SEBASTIAN'S POV
She's so small.
That's my first coherent thought once we're outside the mansion and I can actually think clearly. Daisy Matty barely comes up to my shoulder, and when I helped her into my truck, I could feel every bone in her hand through her skin. She weighs nothing. They've been starving her.
The rage that realization triggers is something I have to actively push down because losing my temper right now won't help anyone. I need to focus on getting us back to the waterfront before Raymond changes his mind about letting her go so easily, before he realizes that maybe there was a reason I wanted her specifically.
Before I start questioning why I wanted her specifically, because honestly, I'm not entirely sure myself.

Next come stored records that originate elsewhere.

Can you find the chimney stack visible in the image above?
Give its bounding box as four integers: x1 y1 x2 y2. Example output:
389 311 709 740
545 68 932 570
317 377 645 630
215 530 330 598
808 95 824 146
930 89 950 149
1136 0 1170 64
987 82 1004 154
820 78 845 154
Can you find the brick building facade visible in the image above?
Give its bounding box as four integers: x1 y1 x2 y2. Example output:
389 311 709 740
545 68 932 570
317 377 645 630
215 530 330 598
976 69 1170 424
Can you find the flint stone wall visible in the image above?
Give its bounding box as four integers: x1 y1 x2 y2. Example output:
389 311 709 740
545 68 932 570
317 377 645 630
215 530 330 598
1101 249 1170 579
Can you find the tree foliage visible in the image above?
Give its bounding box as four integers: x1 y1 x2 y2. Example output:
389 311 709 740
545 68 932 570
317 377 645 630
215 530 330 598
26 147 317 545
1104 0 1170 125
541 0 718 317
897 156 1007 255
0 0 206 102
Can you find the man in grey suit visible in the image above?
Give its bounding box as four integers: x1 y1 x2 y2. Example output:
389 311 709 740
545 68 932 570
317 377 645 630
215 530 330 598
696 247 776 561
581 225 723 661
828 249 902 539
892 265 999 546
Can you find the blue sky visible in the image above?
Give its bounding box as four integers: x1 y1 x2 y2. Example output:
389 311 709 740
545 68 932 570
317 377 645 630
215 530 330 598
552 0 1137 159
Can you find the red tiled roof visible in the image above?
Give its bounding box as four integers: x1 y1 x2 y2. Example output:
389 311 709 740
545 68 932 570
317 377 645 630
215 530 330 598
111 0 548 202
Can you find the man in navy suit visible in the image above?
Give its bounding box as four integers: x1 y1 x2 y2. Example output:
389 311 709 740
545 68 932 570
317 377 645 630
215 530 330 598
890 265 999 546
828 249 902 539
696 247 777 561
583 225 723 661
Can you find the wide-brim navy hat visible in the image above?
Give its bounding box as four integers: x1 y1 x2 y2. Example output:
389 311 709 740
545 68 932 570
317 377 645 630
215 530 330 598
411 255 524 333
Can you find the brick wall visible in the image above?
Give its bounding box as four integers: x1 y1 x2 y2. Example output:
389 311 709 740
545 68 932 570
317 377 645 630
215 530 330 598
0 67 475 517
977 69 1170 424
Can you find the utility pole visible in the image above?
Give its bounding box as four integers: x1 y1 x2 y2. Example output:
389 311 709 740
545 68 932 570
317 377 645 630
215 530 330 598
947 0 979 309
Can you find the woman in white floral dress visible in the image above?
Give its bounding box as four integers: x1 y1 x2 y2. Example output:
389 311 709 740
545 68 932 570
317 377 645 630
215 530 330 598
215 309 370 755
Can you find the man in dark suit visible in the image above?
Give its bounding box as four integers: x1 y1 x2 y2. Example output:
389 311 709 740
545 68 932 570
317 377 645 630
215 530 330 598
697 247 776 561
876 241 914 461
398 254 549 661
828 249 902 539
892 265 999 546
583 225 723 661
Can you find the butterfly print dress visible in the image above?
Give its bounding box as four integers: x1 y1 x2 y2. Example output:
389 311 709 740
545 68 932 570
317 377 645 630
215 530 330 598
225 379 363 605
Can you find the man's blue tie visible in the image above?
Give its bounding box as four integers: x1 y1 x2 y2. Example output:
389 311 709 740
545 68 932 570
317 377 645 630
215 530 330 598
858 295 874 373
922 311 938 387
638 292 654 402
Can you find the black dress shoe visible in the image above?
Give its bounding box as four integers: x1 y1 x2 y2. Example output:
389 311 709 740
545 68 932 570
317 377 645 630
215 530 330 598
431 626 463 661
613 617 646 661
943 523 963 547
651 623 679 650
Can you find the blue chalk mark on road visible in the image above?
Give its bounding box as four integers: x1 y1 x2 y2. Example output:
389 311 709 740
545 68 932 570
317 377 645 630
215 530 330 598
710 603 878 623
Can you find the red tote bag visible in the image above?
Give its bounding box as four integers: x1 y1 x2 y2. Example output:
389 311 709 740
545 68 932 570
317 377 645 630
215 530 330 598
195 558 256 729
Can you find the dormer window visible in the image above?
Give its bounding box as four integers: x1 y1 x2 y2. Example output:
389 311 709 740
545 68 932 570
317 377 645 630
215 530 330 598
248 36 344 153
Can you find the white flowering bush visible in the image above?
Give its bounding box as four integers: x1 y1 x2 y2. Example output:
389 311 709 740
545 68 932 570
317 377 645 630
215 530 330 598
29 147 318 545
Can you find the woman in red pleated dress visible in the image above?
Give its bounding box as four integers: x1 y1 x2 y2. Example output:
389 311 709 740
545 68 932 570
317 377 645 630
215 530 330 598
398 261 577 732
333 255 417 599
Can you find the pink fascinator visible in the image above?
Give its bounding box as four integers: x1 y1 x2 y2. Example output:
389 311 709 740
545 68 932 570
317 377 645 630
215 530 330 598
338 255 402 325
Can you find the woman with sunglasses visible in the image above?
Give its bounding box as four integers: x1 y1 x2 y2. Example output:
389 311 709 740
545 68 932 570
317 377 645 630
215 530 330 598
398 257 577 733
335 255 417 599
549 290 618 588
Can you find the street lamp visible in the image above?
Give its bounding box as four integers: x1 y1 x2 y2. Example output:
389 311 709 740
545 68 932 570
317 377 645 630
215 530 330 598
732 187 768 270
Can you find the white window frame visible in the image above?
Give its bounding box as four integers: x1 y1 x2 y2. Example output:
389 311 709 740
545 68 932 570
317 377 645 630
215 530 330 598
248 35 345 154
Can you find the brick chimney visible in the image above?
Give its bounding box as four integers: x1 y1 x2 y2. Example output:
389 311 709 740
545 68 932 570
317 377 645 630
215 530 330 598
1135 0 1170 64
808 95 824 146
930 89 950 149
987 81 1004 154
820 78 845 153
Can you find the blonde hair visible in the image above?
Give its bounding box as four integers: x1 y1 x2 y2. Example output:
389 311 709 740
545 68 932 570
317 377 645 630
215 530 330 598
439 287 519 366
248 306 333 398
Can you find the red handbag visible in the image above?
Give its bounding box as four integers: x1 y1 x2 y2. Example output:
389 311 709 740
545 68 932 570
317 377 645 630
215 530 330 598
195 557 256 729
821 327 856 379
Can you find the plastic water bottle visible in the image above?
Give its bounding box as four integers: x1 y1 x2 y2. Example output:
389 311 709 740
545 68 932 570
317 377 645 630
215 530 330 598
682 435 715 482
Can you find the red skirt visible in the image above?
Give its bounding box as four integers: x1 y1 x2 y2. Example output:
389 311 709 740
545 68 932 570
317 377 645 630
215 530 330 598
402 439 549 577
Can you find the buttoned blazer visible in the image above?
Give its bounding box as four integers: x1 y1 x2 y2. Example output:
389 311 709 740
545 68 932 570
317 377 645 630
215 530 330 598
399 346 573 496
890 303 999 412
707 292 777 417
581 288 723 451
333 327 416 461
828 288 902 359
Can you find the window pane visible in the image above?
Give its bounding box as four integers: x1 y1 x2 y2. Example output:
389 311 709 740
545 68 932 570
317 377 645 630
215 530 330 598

Sophie's instructions were clear: go to the Matty mansion, invoke the treaty clause, and bring back the girl with amber eyes. She said it was important, that everything depended on it, but she wouldn't explain why. Just kept insisting that I'd understand when I saw her, that some things had to unfold naturally.
I hate cryptic bullshit, but Sophie's been right about enough things over the years that I've learned to trust her instincts even when they don't make immediate sense.
Daisy hasn't said a word since we left. She's pressed against the passenger door like she's trying to melt into it, her injured hand cradled against her chest, her eyes fixed on the window as the city slides past. The North District is all polished glass and careful landscaping, wealth on display in every building and street corner. It makes my skin crawl.
We pass the boundary into neutral territory, and I feel some of the tension in my shoulders ease slightly. At least here, if Raymond sends people after us, it'll be obvious what he's doing. The neutral zones are monitored, agreements in place to prevent open conflict between territories.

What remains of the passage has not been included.